Georgia - Harder. The Bulldogs have been unbelievable to start the season (except for an oddly rusty game against Kent State of all teams). Stetson Bennett looks better than ever, and the defense is still loaded even after all the NFL draft departures. Not liking this one.
Missouri - Easier. They look bad right now. No other way to put it. They are going to be in a dogfight for a bowl game.
South Carolina - About the same. Spencer Rattler hasn’t come as advertised...but did anyone really think the Gamecocks were going to make a gigantic leap? They’re pretty much the same.
Vanderbilt - About the same. They have improved however!
So not much change. Before the season, I had Tennessee at 8-4 on the year. At this point I would probably move my chip to the 9-3 square.
P.S. Sorry UT-Martin. I don’t think much has affected the outlook of the game against you.
So what would Hendon Hooker actually have to do to win the Heisman trophy?
Terry Lambert broke this one down a few days ago. Hooker has spiked in the Heisman odds, and it’s looking like he has real momentum to start the year. Now, what would it take for him to actually win it?
Well, he already completed one of the requirements. A big rivalry game where he puts together a masterful performance. The game against Florida was the most viewed of the weekend, so Hooker finally got the national attention he deserved. Going forward, the hype will revolve around how many eyeballs are watching Hooker and his team.
Tennessee’s ranking—should they maintain it—will also lead to ranked matchups with the likes of Georgia, Alabama, and Kentucky.
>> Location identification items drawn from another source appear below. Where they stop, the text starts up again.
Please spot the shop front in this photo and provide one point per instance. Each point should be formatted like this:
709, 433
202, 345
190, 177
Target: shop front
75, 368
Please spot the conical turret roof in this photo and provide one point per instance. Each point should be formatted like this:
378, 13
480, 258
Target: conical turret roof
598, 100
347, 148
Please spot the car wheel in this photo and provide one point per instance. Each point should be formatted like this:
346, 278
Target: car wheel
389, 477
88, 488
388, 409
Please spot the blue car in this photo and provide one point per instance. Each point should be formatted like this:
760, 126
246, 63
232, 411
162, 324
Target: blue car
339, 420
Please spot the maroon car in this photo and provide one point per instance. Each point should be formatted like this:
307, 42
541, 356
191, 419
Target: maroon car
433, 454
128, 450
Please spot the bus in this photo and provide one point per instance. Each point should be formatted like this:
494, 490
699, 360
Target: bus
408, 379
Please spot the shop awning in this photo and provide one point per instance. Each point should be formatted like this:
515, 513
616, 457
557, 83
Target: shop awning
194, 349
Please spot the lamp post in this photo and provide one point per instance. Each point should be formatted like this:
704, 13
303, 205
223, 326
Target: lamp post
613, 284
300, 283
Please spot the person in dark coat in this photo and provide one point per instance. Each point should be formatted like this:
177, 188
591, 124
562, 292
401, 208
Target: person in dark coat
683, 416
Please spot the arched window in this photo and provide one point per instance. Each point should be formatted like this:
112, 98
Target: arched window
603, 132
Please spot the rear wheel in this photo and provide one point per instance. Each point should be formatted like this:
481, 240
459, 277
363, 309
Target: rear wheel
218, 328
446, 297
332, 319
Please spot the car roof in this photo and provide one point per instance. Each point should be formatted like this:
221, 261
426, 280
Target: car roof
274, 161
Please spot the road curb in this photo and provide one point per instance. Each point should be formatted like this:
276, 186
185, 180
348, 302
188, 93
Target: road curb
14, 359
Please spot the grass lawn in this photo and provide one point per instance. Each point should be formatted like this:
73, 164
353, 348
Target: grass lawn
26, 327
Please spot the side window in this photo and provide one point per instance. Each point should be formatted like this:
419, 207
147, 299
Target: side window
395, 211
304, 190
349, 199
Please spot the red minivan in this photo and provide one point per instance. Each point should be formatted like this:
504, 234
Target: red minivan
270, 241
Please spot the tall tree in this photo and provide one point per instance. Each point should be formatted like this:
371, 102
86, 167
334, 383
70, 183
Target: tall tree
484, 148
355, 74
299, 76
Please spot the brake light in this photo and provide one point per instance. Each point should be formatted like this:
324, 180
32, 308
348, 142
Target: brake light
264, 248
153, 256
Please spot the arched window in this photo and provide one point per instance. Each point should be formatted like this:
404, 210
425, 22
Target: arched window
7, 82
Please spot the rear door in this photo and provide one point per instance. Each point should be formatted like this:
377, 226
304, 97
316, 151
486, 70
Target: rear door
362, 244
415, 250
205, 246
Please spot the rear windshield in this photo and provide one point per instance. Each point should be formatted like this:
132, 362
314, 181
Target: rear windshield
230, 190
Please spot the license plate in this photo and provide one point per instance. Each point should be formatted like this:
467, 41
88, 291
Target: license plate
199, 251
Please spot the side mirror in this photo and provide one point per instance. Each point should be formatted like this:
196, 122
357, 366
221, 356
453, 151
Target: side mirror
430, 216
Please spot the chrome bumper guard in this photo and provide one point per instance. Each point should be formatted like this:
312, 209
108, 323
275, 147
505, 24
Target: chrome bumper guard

It is imperative that Hooker has similar performances there that he did against Florida. He doesn’t have to be perfect, but going for 400+ combined yards and multiple touchdowns a game will beef up the resume.
At the end of the day however, no matter how many touchdowns and yards Hooker racks up, the Heisman committee doesn’t like giving the award to players on non-NY6 teams. If Tennessee goes 8-4 or 9-3, I don’t think Hooker has a realistic shot heading into the ceremony. The Volunteers are going to have to get to 10-2 at minimum for Hooker to have a real shot over guys like C.J. Stroud (Ohio State) and Bryce Young (Alabama). Even then, that might not be enough to break the vendetta they have against the Tennessee football program. But it’s worth a try!
Observation: Heupel didn’t go as up tempo as usual against Florida.
I know I’m not the only one who noticed this during the Florida game. Despite Josh Heupel’s reputation as running the most uptempo offense in college football, the Volunteers actually didn’t go as fast against the Gators. Seriously, go back and watch the offensive drives. They still use a fast tempo and catch Florida on their heels, but a pretty significant number of their plays are snapped with less than 20 seconds left on the play clock. They also seemed to slow down a bit once they crossed the 50-yard line. This is interesting for a couple of reasons.
Firstly, it’s the exact opposite of how many thought they should attack Florida to try and take advantage of shallow depth.
Secondly, I think this indicates Heupel and his staff have a new level of confidence with Hooker and the offense as a whole. They realize that their players know the system so well, they can take advantage of a defense on almost every play. They loved their matchups heading into the game and they were going to let their players work.
Observation: Tennessee’s pass protection looks better!
Small one here, but notable. Tennessee’s pressure rate allowed in the games against Pittsburgh and Florida is encouraging. They were at just 16.3 percent versus Pittsburgh and 22.2 percent versus Florida. Both of those are good numbers. The running game still needs work, but Tennessee’s offensive line has done a great job of limiting pressure on Hooker. That’s likely one reason he hasn’t thrown an interception in four games.